All of this merging stuff came out of my thinking following the discussion of the PGXN API RFC. The decision to use Lucy instead of PostgreSQL’s full-text search followed rather naturally from this, as I quickly realized that there was no other driving need for a relational database behind the API at all. The only dynamic API is the search API. Everything else is just static files. And given the performance issues of in-database search, as well as the desire to have fewer outside dependencies, made the decision a natural one.
Beyond the syncing, there is a very simple web server providing the HTTP REST interface to the static JSON files and the full-text search. That’s it, really. The API server is really just another mirror on steroids. The nice thing is that it allows an interface, such as WWW::PGXN or the new PGXN client to work with either interface, just failing gracefully when API server APIs are unavailable.
If you want to learn more about the specifics of the REST API, the API documentation has all the details. Really, it’s quite comprehensive!
I actually consider the API to be 1.0-complete at this point, unlike PGXN Manager.
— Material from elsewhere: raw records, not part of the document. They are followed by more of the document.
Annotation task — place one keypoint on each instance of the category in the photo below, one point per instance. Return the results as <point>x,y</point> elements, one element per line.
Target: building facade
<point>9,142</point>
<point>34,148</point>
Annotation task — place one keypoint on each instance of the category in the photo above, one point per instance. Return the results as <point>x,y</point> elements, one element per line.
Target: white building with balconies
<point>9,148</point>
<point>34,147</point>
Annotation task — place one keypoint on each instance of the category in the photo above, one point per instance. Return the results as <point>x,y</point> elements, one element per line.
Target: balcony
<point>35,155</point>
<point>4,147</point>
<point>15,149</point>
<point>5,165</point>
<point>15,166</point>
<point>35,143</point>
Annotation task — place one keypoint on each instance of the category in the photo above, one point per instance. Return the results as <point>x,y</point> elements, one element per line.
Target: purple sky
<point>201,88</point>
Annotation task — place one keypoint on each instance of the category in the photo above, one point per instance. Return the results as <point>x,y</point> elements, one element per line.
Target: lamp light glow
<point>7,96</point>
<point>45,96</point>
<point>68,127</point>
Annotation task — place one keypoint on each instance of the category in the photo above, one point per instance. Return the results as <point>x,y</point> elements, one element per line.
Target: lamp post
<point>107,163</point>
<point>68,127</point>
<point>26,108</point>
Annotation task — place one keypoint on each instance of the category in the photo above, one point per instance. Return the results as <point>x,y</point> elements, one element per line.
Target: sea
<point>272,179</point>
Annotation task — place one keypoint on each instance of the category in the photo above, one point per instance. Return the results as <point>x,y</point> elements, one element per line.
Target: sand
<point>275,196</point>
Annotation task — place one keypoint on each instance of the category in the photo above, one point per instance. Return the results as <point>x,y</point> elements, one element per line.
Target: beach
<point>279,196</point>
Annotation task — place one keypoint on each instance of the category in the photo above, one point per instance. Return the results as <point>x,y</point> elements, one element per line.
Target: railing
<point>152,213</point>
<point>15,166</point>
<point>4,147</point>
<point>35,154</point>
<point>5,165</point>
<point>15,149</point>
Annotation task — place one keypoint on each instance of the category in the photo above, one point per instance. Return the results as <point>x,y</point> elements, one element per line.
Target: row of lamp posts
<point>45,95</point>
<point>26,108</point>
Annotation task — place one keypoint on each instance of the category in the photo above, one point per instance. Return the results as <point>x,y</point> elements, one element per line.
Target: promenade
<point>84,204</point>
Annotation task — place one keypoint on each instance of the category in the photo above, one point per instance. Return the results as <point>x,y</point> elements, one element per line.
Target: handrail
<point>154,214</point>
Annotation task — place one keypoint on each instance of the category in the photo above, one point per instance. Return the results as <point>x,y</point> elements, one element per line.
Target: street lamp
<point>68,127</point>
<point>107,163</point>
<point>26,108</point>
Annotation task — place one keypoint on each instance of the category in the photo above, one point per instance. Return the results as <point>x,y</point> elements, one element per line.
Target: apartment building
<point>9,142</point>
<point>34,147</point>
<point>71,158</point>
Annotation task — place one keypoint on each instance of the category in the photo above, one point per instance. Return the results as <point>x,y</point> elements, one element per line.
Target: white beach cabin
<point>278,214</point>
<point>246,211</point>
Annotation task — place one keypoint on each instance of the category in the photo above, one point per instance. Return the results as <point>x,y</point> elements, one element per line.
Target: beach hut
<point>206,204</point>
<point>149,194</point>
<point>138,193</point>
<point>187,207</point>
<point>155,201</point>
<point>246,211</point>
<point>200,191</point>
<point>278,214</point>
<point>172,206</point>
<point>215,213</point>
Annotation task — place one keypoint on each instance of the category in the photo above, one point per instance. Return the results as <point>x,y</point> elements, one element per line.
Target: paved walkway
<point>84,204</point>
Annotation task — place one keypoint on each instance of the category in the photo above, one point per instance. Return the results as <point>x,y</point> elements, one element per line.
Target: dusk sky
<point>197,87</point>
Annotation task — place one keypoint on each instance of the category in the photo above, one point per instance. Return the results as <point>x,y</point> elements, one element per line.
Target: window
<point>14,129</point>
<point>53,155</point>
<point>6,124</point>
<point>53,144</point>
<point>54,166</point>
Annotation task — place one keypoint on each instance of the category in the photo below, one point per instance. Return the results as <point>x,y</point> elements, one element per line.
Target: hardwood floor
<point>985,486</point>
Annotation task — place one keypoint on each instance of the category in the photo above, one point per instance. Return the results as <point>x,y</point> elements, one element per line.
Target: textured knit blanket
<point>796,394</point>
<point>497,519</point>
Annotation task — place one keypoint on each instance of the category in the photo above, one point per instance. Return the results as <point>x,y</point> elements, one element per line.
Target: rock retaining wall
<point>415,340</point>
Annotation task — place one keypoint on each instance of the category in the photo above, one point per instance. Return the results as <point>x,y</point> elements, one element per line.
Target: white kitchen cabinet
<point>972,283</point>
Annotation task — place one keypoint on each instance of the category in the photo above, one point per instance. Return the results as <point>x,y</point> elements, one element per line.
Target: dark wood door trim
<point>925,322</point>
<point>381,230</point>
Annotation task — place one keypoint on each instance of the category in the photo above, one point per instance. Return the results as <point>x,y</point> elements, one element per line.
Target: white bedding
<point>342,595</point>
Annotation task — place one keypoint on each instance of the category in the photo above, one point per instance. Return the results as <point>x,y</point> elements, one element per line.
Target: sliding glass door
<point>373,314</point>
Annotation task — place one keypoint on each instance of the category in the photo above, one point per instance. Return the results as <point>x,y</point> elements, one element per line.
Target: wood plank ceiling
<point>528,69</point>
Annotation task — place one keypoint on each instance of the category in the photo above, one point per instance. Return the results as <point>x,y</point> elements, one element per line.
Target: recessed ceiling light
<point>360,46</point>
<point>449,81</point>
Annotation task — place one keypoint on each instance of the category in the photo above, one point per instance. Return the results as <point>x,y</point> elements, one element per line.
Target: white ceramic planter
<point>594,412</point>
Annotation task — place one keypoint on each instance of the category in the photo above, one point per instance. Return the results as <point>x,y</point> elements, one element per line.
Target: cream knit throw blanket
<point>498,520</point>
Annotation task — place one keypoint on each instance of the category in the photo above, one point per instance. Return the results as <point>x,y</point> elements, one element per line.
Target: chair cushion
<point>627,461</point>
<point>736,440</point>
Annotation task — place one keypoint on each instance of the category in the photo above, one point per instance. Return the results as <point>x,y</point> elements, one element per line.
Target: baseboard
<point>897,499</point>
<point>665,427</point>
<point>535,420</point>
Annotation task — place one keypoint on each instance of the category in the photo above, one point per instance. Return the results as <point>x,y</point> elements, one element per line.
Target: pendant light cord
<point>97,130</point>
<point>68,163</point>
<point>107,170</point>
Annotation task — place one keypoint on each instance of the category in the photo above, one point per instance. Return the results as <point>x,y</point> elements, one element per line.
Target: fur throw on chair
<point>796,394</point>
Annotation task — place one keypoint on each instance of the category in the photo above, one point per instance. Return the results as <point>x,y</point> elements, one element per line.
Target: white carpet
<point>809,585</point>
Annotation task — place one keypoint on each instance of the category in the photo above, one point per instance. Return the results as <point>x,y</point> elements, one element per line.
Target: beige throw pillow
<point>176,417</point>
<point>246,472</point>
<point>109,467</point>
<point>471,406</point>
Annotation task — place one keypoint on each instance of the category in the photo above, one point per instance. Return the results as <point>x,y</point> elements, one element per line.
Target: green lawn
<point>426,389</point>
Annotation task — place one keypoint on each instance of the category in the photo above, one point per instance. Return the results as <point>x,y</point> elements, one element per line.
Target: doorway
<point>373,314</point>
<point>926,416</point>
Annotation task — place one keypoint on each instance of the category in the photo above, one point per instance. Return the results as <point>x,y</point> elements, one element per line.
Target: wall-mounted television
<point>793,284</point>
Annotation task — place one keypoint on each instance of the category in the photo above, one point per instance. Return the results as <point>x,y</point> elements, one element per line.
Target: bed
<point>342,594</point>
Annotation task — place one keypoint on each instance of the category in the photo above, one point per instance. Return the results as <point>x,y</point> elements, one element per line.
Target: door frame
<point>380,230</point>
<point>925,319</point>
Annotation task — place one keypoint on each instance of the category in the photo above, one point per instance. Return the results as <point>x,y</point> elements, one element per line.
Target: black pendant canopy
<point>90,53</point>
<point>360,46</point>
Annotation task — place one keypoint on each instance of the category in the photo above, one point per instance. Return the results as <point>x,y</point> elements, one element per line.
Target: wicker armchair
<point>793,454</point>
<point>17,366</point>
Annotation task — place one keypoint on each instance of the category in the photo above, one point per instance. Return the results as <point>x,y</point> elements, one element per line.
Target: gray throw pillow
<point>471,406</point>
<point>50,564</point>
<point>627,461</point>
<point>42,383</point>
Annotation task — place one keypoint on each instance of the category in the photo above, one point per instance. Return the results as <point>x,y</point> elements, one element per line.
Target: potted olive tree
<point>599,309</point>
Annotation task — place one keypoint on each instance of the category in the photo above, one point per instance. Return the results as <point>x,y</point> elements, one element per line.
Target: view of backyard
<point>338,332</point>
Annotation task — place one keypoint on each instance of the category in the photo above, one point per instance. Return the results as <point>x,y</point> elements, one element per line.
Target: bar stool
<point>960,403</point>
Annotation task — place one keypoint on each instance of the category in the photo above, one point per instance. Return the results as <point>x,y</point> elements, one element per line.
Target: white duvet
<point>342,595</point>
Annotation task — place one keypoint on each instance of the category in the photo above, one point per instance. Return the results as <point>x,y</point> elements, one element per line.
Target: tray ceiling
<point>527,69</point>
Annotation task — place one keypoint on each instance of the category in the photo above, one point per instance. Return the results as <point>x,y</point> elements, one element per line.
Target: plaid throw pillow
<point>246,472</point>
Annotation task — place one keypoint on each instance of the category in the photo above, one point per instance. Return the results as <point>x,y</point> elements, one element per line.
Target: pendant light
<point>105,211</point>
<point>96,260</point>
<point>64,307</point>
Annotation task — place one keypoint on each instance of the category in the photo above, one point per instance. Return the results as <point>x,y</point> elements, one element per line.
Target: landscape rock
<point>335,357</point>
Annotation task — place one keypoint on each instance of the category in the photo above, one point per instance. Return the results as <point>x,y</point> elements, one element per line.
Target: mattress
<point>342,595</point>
The only thing I want to add is JSONP support for static JSON files (right now it’s only for search results) and might tweak a few things here and there, but otherwise I think it’s in pretty good shape.
Longer term, though, it might be worthwhile to add some other features to enhance the value of PGXN overall. Some ideas:
- Distribution and/or extension ratings (reviews, Like/Dislike, stars, or something).
- Diffs to compare changes between versions.
- A test reporting infrastructure with result matrices (á la CPAN Testers.
But I think we need to build up some momentum on the foundation that’s in place. Have you submitted your extensions, yet?